When Karen was seventeen, she left her home in Park Ridge Illinois to start a career in New York City.  Almost immediately, Karen hooked up with Joseph Papp, and did Shakespeare in the Park and also Olivia  in Twelfth Night at Papp’s off-Broadway Heckshire House.  Karen landed the lead in a Broadway show, The Playroom, which garnered her a nomination for Best Actress by The Drama Circle Critics award. This led to her first starring role in Francis Ford Coppola’s You’re a Big Boy Now, which brought her to Hollywood.  Easy Rider  followed, directed by Dennis Hopper.  The producer of the film, Bob Rafelson, cast Karen in his next film, Five Easy Pieces, which firmly established Karen as a versatile and talented actress.  Karen won a Golden Globe for her performance in that film and was also nominated for an Academy Award for Best Supporting Actress.  Karen received two more Golden Globes, one for The Great Gatsby and another for Day of the Locust.  A number of memorable film roles followed, including that of the jewel thief in Hitchcock's last movie Family Plot, and a trans-sexual in Robert Altman’s Come Back to the Five and Dime, Jimmy Dean, Jimmy Dean, which LA weekly called “the best performance of the year.”  She appeared with Steve Baldwin in George Sluizer’s (director The Vanishing) Crimetime, in Lynn Hershman’s Conceiving Ada, official selection Sundance 1998, George Hickenlooper’s Dogtown for which she received Best Actress at the Hermosa Beach Festival.  For another independent film, Fallen  Arches, she won best actress at the Chicago Alt Festival, playing an alcoholic Italian mom.  One of Karen's favorite roles is the agoraphobic mother in the Southern drama Red Dirt warmly received as official selections to the Los Angeles Independent and the Seattle Film Festivals.
Other great reviews were for her part in Men with Sean Young and John Heard.  Karen also did the original adaptation from the book for that film.  Yes, Karen has recently turned her hand to writing:  Going Home her short won the Golden Plaque at the Chicago International film festival, 97, She co-wrote and co-starred in First Degree, in competition at the Austin Film Festival in October 1999, which garnered praise for it’s recent release.  Her screenplay Deep Purple was accepted at the Sundance Screenwriters lab in Utah.

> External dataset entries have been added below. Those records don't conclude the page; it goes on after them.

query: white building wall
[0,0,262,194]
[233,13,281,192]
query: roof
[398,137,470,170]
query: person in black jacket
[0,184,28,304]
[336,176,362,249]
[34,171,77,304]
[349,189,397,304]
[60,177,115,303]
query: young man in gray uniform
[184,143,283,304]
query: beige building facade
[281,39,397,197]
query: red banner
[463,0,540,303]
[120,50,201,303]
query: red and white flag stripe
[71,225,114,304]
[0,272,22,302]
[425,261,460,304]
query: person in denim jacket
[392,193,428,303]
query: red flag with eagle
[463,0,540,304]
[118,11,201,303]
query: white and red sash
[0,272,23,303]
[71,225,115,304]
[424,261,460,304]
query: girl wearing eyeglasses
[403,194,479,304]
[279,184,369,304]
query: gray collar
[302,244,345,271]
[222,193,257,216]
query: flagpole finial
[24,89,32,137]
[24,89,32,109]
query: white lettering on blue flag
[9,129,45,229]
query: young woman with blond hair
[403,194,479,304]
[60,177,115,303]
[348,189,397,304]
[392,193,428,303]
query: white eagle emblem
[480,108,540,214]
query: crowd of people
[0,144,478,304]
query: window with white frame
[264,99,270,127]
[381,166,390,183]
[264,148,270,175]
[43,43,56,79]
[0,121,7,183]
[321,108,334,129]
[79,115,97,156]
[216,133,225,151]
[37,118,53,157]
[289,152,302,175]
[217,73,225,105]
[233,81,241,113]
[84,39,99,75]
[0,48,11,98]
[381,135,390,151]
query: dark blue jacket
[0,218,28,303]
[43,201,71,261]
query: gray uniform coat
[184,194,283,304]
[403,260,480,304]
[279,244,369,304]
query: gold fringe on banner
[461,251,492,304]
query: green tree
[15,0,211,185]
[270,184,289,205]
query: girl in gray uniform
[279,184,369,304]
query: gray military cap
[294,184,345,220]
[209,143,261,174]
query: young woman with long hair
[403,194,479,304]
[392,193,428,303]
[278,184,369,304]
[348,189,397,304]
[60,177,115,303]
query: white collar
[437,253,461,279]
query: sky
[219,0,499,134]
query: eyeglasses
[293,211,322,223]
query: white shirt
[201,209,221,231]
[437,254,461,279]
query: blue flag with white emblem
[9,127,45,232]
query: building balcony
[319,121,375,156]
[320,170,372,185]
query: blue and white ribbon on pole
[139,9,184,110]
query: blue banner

Recently, Karen added some statues to her collection, by winning a 'Best Actress' awards at two film festivals for Firecracker, a carnival tale, in which she plays both female leads.  After a nationwide run with the Lemmle Theater chain, it was released in August on DVD.  Other recent releases are America Brown, with Natasha Lyonne & Michael Rappaport for producer Andrew Fierberg (The Secretary) which premiered at the Tribecca Film festival, and Teknolust, co-starring with Tilda Swinton, which premiered at Sundance.
Having done many Broadway plays in the past, including Robert Altman’s Stage version of Five And Dime, Karen returned to the New York stage recently with The Vagina Monologues Off-Broadway and with the national touring company.
 Upcoming: Co-starring with David Boreanaz and Anne Heche in a new film directed by Alan Cumming, director of The Anniversary Party, entitled  Suffering Man’s Charity.
American  legend , Henry Jaglom’s new hilarious Hollywood Dreams with Karen hooking up with “Angels in America” star, Justin Kirk, is coming to a theater near you.  As well, later in the year, her next new film “One Long Night” co-staring with Ed Begley Jr. Allison Eastwood and John Seda, and “Read You like a Book” , with Danny Glover, will be released.